Un viaggio dentro al teatro lungo percorsi nascosti, ricordi e fantasie mai realizzate

A conclusione della stagione 2004, Andrée decise di tagliare i ponti con il passato e di chiudere il teatro per consegnarlo ai responsabili dei lavori di ristruttuazione. Fece svuotare l’edificio e presentò il suo commiato con Varieté.

Era lo stesso titolo di un’operina per artisti e musicisti di Mauricio Kagel che lei aveva diretto alla Piccola Scala una ventina d’anni prima. Di quel concerto-spettacolo riprendeva la libera ispirazione, la pulsione tellurica, l’accumulo di linguaggi diversi, l’ironia triste del circo.

Immaginava che il teatro, benché chiuso da poco, sembrasse abbandonato da anni e che di quello spazio si fossero impossessati “gli spiritelli” del teatro, le anime dei personaggi che vi hanno abitato nel tempo, avanzi di spettacoli, ma anche brandelli di sogni, idee che non hanno visto la luce ma che conservavano un loro fuoco e reclamavano di esistere. Gli spettatori, a gruppi successivi, attraversavano tutto questo.

Era una produzione d’impegno straordinario: alla sua concezione contribuirono una dozzina tra autori, scenografi, coreografi, assistenti, creatori delle musiche, delle luci e dei suoni. Con la presenza in scena della stessa regista, che per prima viveva quelle memorie, parteciparono allo spettacolo più di venti attori, ballerine professioniste, acrobati e bambine danzanti allieve di Susanna Beltrami, oltre a numerose comparse silenziose e una quindicina di tecnici a vista.

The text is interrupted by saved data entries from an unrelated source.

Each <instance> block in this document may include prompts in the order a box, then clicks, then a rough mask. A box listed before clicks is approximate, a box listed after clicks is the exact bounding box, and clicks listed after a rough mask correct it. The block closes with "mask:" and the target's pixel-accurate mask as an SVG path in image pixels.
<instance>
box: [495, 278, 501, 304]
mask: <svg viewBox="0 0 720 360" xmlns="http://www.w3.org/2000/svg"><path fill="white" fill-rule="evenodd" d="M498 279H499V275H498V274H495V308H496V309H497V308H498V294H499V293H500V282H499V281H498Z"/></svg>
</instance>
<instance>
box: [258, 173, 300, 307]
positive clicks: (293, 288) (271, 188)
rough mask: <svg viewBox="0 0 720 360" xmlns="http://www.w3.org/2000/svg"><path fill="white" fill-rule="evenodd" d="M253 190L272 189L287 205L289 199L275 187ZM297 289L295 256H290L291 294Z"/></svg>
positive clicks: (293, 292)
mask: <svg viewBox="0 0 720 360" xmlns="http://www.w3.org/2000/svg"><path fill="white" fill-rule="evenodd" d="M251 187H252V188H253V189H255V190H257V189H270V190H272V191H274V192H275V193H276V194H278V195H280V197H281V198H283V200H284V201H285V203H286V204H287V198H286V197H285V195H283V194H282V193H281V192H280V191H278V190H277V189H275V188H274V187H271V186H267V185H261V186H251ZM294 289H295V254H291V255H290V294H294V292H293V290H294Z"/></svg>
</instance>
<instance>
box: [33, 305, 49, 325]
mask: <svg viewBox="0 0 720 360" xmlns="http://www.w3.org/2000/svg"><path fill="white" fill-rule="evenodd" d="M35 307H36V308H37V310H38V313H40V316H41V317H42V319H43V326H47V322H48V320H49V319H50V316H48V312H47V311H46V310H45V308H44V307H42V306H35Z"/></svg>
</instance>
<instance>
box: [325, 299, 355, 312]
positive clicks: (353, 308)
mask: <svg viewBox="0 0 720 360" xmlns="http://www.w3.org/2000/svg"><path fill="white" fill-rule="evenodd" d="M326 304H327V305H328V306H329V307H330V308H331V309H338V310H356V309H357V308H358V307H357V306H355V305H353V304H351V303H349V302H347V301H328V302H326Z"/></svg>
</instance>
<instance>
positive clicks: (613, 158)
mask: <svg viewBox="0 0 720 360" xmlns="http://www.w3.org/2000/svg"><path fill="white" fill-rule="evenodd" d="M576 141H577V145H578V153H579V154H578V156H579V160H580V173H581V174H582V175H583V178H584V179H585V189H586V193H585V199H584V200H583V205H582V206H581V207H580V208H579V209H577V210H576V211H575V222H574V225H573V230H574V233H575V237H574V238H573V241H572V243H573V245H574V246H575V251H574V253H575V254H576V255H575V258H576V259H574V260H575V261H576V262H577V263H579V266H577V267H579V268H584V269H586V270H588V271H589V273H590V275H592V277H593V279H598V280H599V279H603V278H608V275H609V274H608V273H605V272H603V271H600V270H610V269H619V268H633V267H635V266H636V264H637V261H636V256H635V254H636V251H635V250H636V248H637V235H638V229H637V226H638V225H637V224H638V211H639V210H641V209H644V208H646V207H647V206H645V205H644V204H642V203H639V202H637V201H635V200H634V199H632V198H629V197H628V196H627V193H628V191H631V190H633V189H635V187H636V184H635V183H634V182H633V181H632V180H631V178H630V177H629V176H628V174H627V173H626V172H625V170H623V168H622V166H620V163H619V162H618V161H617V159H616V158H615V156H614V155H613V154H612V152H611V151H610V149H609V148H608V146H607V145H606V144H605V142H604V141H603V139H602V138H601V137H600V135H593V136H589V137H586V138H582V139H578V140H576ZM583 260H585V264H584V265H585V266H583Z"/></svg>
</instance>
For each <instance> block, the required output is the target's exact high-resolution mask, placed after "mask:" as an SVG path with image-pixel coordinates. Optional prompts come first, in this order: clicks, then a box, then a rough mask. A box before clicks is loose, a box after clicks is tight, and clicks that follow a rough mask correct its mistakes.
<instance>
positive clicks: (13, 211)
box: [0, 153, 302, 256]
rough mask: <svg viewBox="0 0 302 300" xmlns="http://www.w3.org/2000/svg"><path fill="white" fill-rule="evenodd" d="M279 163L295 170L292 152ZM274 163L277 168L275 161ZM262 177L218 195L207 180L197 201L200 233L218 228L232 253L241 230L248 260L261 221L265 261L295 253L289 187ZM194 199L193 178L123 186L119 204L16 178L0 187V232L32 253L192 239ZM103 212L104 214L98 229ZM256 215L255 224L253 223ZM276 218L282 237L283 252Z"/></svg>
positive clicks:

Il percorso guidava gli spettatori in tutti gli angoli, non solo le sale, quindi, ma tutti gli ex uffici, gli atri, le scale, i gabinetti, i laboratori, dove s’incontrava ciò che dopo la disgregazione è destinato a restare: pietra e polvere. Ma improvvisamente facevano la loro comparsa  frammenti di spettacoli, fantasmi, attori, inquilini abusivi, in una continua sorpresa. Vagare nei ricordi del passato seguendo il genius loci, diventava metafora del processo creativo.

C’erano gli spazi svuotati, le macerie delle prime demolizioni, s’intravedevano sale che non si capiva come raggiungere, improvvisamente si finiva affacciati sulla piscina, dentro la quale c’era gente che bivaccava, giocando con dei piccoli fuochi, con degli animali, con l’acqua nelle vasche. Sulle loro teste dei free climbers camminavano lungo la parete, scoprendo delle lettere che componevano una scritta.

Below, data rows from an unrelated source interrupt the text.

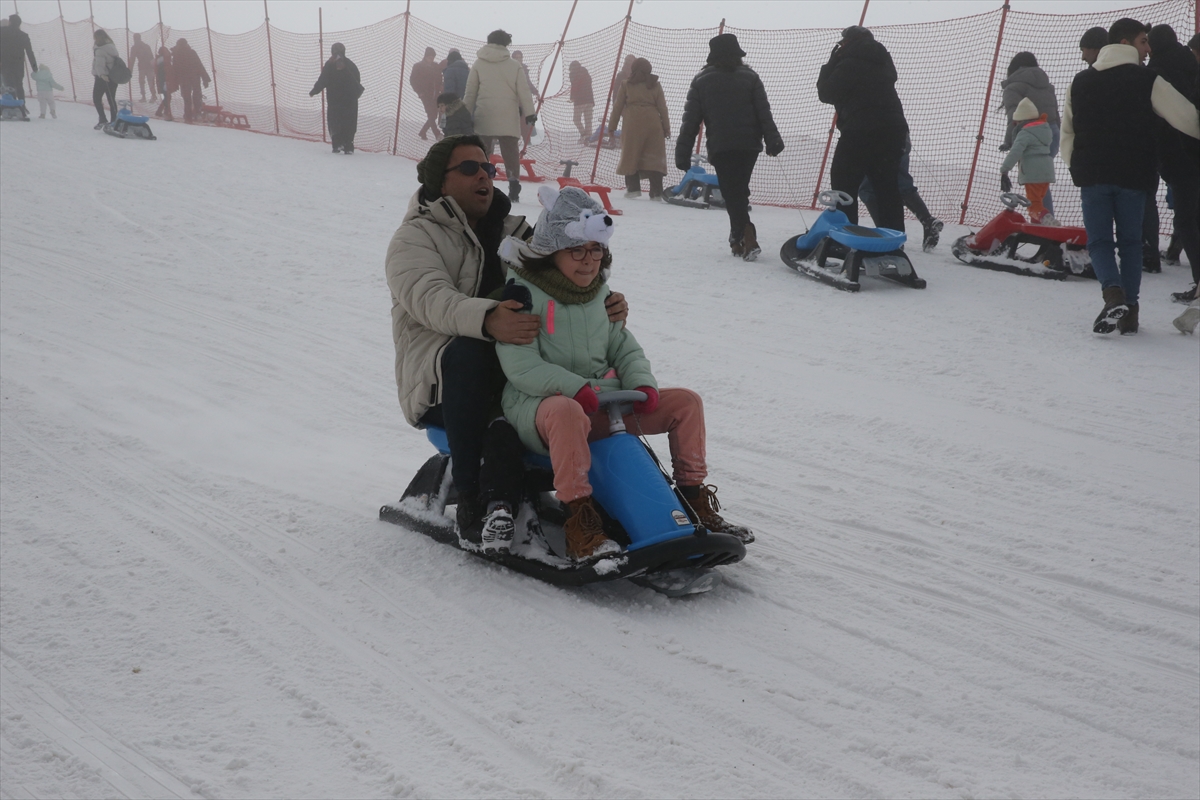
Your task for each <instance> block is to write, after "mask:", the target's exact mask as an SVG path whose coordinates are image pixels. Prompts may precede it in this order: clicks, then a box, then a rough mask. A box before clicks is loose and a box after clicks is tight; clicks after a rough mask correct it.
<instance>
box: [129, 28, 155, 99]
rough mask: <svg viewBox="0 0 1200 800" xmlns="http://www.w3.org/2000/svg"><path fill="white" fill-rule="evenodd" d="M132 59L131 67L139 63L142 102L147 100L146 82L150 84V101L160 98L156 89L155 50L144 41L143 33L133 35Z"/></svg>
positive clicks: (138, 64)
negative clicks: (155, 75) (154, 58)
mask: <svg viewBox="0 0 1200 800" xmlns="http://www.w3.org/2000/svg"><path fill="white" fill-rule="evenodd" d="M130 61H131V62H132V64H130V66H131V67H132V66H134V65H137V68H138V91H140V92H142V102H143V103H144V102H146V84H150V102H151V103H152V102H154V101H156V100H158V92H157V91H155V89H156V84H157V83H158V82H157V80H156V79H155V78H156V76H155V72H156V71H155V64H154V50H151V49H150V46H149V44H146V43H145V42H143V41H142V34H134V35H133V47H131V48H130Z"/></svg>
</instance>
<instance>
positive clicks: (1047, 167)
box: [1000, 114, 1055, 184]
mask: <svg viewBox="0 0 1200 800" xmlns="http://www.w3.org/2000/svg"><path fill="white" fill-rule="evenodd" d="M1019 125H1020V124H1019ZM1051 139H1054V133H1052V132H1051V131H1050V126H1049V125H1048V120H1046V115H1045V114H1043V115H1042V116H1040V118H1039V119H1036V120H1033V121H1032V122H1028V124H1026V125H1025V127H1022V128H1021V132H1020V133H1018V134H1016V138H1014V139H1013V148H1012V150H1009V151H1008V156H1007V157H1006V158H1004V163H1002V164H1001V166H1000V172H1002V173H1007V172H1008V170H1010V169H1012V168H1013V166H1014V164H1020V167H1019V168H1018V170H1016V182H1019V184H1054V182H1055V180H1054V157H1052V156H1051V155H1050V142H1051Z"/></svg>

Le suggestioni erano continue ma resisteva la verità del ventre del teatro: il laboratorio del capomacchinista Albertino e l’antro degli effetti sonori di Paolo Ciarchi. Non mancava una citazione spiritosa: dal tetto sfondato cadeva una goccia che aveva scavato una pozzanghera per terra.

In uno spazio le voci registrate di Franco Parenti, di Eduardo, di Strehler. I loro discorsi intessevano una riflessione sui fondamenti dell’arte teatrale.

E poi improvvisi vuoti: di lì la storia del Teatro Franco Parenti non era passata.

Lo spettacolo era totalmente coinvolgente ma conservava le caratteristiche di uno studio: Andrée mise alla prova una tensione poetica che le urgeva da qualche tempo e che l’accompagnerà in diversi momenti degli anni successivi, usando la sorpresa come linguaggio di un teatro in cui si mescolavano la verità e la sua rappresentazione, dove gli attori erano se stessi e qualcun altro, in cui la realtà si sottraeva di continuo alla definizione, spiazzando gli spettatori.

Chi prese parte a quelle poche rappresentazioni conserva il ricordo di un meccanismo di complicità e insieme di straniamento, che rendeva la storia del Teatro Franco Parenti (che era, alla fin fine, il tema dello spettacolo) magica e la sua chiusura, sia pur temporanea, lacerante.

Quell’itinerario spettacolare rappresentò un punto di svolta nella storia del Teatro Franco Parenti e della Fondazione Pier Lombardo.